Aging just isn't what it used to be. Carroll O'Connor was only 47 when All in the Family premiered -- younger than Brad Pitt. And look at Mitt Romney. He's 65; he's fit, and he surfs. While wealthy, he's hardly an outlier. The majority of us aren't sitting in rockers in our 60s. We're physically active -- playing tennis and golf, hiking, traveling. We're living longer, healthier lives than ever before.
(Excerpt) Read more at americanthinker.com ...
You are welcome. It is human nature for people to think everyone has it like they do, until they are forced to stop and think about it.
So people here who have a soft desk job in an air-conditioned building out of the blinding sun and the freezing rain, have a tendency to forget it is a big world out there with people who do some really heavy lifting that takes its toll on your body as you age.
I certainly would not want to pick fruit and vegetables, and most certainly not at 80. There are a lot of really tedious, back breaking lousy jobs out there. People here may be self-employed or an IT manager or middle management in banking or something, and feel, “why not work until you are old”. Tell that to the 65 year old hotel chamber maid scrubbing toilets and floors on her hands and knees.
People just don’t think.
You said, “I just turned 65 this month. I started drawing SS when I turned 62 and have already collected over 20% more than whatever I put in.”
I am sure you are aware of the “time value of money”?
What is the current value of the annuity you put in over your lifetime at the average inflation rate over your lifetime?
That is what you “put in” to the system. In other words, what would a 401k savings plan in a money market account be worth if you got the rate of inflation and compounded annually.
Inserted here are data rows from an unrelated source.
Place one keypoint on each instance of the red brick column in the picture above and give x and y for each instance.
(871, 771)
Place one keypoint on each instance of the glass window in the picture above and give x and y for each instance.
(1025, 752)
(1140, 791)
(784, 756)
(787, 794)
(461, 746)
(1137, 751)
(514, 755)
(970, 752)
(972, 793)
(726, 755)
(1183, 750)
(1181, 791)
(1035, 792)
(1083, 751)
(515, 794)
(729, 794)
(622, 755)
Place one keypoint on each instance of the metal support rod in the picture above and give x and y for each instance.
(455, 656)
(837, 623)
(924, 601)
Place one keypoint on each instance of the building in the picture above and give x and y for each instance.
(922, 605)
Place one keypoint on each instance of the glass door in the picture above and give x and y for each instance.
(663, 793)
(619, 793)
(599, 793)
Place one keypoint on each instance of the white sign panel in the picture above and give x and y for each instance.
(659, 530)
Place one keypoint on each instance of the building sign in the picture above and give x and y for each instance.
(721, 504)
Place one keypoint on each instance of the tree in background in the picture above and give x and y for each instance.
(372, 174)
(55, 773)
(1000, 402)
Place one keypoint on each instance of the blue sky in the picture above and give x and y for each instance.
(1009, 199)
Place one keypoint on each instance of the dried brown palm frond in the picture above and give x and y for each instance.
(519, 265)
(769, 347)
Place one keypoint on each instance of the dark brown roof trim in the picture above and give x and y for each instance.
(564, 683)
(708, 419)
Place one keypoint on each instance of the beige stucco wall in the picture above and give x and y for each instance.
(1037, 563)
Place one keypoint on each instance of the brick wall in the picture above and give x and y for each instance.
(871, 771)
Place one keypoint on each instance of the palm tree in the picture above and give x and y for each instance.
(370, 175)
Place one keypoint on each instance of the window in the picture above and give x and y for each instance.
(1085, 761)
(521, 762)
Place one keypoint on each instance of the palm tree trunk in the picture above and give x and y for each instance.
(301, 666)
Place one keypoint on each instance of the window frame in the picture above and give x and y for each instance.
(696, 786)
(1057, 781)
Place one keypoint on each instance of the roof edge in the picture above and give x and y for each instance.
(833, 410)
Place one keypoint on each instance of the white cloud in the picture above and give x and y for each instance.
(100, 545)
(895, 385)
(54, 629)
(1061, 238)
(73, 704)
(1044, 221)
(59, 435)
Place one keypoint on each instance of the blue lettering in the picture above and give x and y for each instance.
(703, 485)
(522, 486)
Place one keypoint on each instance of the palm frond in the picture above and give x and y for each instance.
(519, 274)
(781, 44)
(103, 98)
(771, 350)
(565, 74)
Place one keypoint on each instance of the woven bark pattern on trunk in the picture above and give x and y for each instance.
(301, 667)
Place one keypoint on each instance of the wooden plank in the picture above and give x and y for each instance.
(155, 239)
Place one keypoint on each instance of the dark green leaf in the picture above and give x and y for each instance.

That is what you really put it.
Say you put in 5% a year for life in SS. Say the average inflation rate of the last 30 years. If you started at $20k 30 years before and finished at $100k at 62, then you would have put in 5% of your average pay or 5% of $60k for 30 years.
That is $90,000.
So you would have put in for example, $90,000.
The current worth of an annuity where you put in $3000 per year at 5% interest, you would have $210,000.
So you are owed $210,000 for the inflated value of the money you put in, not the $90,000 in raw un-inflated dollars.
And the best part, it really can work. Good luck FRiend.